Alors que je parcours le plateau, un cris strident me tire de mes songes. Au dessus de moi, sur une vaste pierre, se tient un bouquetin que je semble avoir dérangé et qui visiblement n'est pas des plus heureux de ma présence. Juste le temps de prendre une photo et je m'éclipse.

 

    1h10 d'effort, j'arrive au sommet matérialisé par une borne. Puis, je descends en direction de la croix située quelques mètres en contrebas (1898 m).

Une petite halte pour se restaurer et je reprends le sentier de descente avant que la foule ne vienne perturber ma solitude matinale. Une petite dixaine de minutes où je reviens sur mes pas et je bifurque en direction de la Balme à Collomb. Le sentier est abrupte, raviné et même affaisé par endroits. Il faut donc être des plus vigilant.

J'emprunte ensuite un sangle typique du massif avant d'atteindre la Balme à Collomb.

Cette grotte est célèbre pour la découverte qui y a été faite en 1988.

 

 

En effet, à l’automne 1988, deux membres du Spéléo Club de Savoie, Marc Papet et Pierre Guichebaron, réussissent à percer les secrets du lieu. Au retour d’une expédition, un courant d’air froid est détecté au ras du sol, sur l’un des côtés de la grande galerie d’entrée. Après cinq heures de travail, la voûte d’une galerie perpendiculaire longue de quelques mètres est dégagée. Le fond en est totalement obstrué par une trémie imposante. Quinze jours plus tard, six heures d’un soutirage intensif de cailloutis et de blocs englués d’argile liquide ne viennent pas à bout de la dangereuse trémie verticale qui s’effondre continuellement. Le 13 novembre, l’éboulis se stabilise enfin : huit mètres plus haut, un vide noir apparaît. Le passage n’est guère engageant mais la tentation est trop forte. Pierre le gravit avec la crainte que tout ne s’écroule, condamnant ainsi la sortie.

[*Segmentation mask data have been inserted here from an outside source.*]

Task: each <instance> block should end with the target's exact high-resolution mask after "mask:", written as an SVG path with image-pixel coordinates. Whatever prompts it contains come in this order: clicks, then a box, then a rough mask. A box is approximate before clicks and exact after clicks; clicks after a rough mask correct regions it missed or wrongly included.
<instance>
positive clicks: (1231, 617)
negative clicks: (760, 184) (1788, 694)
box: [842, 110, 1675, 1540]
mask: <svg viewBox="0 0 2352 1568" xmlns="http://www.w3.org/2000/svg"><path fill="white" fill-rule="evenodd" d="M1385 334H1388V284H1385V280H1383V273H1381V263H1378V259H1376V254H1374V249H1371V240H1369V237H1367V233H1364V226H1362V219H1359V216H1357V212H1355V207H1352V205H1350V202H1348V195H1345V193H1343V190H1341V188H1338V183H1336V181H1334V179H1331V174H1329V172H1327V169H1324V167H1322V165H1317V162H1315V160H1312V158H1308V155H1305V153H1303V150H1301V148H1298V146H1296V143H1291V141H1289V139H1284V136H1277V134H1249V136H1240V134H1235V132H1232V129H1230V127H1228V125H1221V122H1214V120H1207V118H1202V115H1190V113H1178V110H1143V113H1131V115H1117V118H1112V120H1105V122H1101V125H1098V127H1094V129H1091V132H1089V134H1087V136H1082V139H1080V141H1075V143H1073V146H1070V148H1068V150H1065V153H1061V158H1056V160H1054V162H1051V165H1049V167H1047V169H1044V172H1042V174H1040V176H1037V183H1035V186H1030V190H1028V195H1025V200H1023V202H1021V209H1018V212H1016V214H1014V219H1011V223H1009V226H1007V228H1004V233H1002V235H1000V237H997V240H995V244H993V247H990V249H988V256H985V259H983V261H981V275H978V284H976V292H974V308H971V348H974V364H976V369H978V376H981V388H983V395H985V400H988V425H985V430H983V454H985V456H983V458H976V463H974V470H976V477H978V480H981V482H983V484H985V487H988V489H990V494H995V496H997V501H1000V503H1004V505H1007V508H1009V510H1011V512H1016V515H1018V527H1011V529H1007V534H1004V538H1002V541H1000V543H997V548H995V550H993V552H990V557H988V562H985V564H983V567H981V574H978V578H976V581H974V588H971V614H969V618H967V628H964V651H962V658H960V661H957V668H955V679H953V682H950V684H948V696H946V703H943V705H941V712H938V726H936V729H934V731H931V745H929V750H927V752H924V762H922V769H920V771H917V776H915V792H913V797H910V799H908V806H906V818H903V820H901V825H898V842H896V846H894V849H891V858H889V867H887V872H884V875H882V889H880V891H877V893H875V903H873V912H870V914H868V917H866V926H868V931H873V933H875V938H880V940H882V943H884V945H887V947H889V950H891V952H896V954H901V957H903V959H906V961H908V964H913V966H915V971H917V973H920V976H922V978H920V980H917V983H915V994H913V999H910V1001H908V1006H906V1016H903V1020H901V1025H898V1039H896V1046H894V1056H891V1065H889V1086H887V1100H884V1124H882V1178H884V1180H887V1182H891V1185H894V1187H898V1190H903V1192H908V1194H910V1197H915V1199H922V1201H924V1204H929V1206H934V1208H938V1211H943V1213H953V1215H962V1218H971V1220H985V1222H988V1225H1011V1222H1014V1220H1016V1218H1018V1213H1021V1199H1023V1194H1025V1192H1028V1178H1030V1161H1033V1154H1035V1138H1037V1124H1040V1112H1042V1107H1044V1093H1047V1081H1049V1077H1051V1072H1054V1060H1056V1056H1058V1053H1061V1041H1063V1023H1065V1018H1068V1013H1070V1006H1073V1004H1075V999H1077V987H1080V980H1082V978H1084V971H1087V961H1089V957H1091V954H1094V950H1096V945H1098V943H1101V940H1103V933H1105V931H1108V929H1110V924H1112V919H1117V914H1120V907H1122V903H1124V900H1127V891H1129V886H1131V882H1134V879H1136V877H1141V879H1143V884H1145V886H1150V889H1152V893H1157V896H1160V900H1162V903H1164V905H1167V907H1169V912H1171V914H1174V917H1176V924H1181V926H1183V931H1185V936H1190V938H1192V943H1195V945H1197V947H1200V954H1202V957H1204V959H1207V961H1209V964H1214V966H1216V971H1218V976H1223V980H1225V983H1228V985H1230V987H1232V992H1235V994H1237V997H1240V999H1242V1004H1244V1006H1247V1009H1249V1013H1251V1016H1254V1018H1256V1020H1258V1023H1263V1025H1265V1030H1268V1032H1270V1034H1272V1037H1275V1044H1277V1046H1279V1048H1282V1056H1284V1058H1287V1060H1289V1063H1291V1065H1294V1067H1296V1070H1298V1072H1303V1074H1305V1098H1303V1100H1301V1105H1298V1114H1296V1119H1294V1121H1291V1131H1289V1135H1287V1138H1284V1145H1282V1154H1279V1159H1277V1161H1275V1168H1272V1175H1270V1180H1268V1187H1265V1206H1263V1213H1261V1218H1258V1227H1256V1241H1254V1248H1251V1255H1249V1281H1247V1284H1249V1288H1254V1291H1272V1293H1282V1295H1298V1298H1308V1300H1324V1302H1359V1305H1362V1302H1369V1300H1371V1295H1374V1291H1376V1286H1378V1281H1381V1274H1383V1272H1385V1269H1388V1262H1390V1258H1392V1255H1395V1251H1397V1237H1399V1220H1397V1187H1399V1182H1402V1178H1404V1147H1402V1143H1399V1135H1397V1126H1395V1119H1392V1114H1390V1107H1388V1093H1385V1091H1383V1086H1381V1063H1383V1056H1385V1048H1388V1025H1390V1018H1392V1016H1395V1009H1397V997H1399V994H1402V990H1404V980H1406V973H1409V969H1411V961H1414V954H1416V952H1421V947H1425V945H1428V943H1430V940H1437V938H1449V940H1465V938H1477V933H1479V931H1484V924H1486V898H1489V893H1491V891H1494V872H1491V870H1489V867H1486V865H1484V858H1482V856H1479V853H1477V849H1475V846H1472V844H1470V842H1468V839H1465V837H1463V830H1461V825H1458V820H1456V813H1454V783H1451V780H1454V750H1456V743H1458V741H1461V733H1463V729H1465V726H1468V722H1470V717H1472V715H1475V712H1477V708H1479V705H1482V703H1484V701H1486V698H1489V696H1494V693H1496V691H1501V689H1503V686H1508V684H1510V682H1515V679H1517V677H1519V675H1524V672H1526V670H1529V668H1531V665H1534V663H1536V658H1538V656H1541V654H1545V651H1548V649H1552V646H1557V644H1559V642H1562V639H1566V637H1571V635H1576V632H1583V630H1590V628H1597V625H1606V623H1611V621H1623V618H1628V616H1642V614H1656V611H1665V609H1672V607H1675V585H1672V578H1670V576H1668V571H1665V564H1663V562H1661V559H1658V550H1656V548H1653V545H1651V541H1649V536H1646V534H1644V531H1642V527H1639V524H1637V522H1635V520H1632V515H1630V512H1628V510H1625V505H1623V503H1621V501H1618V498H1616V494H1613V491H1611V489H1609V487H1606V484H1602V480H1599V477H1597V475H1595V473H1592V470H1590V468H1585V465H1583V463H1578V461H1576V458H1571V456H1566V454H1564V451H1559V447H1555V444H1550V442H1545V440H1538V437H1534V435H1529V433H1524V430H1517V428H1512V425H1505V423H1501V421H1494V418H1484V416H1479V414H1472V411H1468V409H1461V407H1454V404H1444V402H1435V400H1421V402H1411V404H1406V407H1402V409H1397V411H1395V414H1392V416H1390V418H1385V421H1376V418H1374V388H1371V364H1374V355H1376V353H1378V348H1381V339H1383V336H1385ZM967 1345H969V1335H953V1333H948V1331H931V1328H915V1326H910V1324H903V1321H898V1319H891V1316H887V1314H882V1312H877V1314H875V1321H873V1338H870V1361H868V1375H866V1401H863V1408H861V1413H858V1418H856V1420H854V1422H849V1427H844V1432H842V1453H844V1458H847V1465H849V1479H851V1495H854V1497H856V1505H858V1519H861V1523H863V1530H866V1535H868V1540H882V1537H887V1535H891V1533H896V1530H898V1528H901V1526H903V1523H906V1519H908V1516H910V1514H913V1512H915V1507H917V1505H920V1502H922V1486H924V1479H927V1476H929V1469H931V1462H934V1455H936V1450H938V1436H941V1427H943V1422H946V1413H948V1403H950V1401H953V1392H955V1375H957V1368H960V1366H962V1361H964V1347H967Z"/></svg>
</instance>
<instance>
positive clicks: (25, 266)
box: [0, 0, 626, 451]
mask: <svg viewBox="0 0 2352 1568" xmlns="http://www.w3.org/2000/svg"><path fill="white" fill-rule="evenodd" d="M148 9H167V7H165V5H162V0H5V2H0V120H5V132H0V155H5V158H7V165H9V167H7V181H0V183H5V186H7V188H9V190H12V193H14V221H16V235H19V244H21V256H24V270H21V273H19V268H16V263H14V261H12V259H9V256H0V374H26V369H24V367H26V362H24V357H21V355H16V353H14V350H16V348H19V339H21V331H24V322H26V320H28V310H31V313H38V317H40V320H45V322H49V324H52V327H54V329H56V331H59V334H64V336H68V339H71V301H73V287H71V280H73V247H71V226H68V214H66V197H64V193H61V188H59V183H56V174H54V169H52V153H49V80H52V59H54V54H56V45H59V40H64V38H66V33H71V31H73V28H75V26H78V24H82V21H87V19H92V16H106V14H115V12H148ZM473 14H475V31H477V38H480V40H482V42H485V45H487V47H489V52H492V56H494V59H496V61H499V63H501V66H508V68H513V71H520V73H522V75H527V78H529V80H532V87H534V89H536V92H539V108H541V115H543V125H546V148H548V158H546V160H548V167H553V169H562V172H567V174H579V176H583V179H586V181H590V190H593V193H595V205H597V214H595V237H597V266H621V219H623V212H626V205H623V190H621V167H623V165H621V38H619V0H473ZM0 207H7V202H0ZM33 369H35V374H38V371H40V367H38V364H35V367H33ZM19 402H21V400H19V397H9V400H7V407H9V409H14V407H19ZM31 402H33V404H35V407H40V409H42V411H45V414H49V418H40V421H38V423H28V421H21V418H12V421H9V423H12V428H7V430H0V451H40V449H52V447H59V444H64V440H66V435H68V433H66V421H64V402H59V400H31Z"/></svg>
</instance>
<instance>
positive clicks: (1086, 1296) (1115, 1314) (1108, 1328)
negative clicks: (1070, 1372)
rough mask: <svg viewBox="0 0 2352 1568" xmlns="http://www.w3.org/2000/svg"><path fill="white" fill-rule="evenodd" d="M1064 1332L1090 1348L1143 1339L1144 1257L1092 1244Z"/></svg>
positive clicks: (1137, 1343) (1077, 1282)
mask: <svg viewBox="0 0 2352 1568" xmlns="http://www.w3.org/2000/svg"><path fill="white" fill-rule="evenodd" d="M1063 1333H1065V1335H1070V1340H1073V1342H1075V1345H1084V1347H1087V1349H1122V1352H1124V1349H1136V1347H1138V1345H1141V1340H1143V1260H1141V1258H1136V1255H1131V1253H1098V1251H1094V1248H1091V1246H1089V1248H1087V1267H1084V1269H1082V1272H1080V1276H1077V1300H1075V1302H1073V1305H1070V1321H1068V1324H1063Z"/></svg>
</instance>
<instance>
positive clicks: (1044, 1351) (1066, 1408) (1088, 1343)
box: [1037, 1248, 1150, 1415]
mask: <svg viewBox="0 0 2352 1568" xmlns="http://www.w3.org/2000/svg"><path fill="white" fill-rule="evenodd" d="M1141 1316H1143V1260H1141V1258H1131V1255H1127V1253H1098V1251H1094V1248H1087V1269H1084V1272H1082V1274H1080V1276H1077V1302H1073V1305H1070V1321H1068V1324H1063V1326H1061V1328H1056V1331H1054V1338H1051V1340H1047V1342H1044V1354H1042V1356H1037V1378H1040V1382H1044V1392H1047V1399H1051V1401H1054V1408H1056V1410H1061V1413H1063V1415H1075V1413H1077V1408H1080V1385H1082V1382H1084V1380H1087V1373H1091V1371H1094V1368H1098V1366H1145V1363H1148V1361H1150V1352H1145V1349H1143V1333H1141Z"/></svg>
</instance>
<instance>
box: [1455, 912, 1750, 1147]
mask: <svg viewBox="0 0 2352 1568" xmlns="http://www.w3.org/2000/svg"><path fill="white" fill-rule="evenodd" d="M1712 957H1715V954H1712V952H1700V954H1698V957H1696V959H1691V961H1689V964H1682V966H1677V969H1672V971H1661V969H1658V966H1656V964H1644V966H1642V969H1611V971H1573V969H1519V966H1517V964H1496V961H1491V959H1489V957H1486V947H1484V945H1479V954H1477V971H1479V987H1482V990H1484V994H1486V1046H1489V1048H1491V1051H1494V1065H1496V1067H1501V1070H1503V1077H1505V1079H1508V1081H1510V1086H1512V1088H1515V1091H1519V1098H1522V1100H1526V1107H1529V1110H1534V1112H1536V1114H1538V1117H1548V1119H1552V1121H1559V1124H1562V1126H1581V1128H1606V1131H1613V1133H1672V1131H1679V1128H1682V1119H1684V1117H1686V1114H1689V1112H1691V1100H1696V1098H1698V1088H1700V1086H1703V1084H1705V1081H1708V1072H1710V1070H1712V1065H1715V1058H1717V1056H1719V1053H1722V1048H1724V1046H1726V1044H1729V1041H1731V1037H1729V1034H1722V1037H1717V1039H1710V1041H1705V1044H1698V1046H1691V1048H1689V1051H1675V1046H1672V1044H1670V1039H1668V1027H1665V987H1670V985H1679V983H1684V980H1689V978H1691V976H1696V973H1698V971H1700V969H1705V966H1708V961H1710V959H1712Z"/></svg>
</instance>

Il débouche enfin, après d’infinies précautions, à la base d’une grande salle « entonnoir » qu’il remonte pour partir en reconnaissance et atteint rapidement une vaste galerie qui s’enfonce sans limite au centre du massif.

L’exploration se poursuit et alors qu’ils déambulent dans le large conduit qui se prolonge dans l’inconnu, au milieu des marmites blanches ou ocres ornant le plafond, Marc Papet apperçoit alors un bloc insolite, soudé au sol par de la calcite blanche : un crâne d’ours des cavernes. L’examen attentif des alentours révèle bientôt un véritable ossuaire de l'espèce.

 

L'endroit n'est pas des plus accueillant, humide, froid... un décor de rêve pour planter une intrigue faite d'assassinats et de chasse au trésor. J. Bertolino ne c'est vraiment pas trompé pour en faire l'un des théâtres de son roman.

La descente est ensuite rapide jusqu'à la Plagne, alors que les touristes et autres randonneurs commencent à arpenter les pentes de la montagne phare des Chambériens.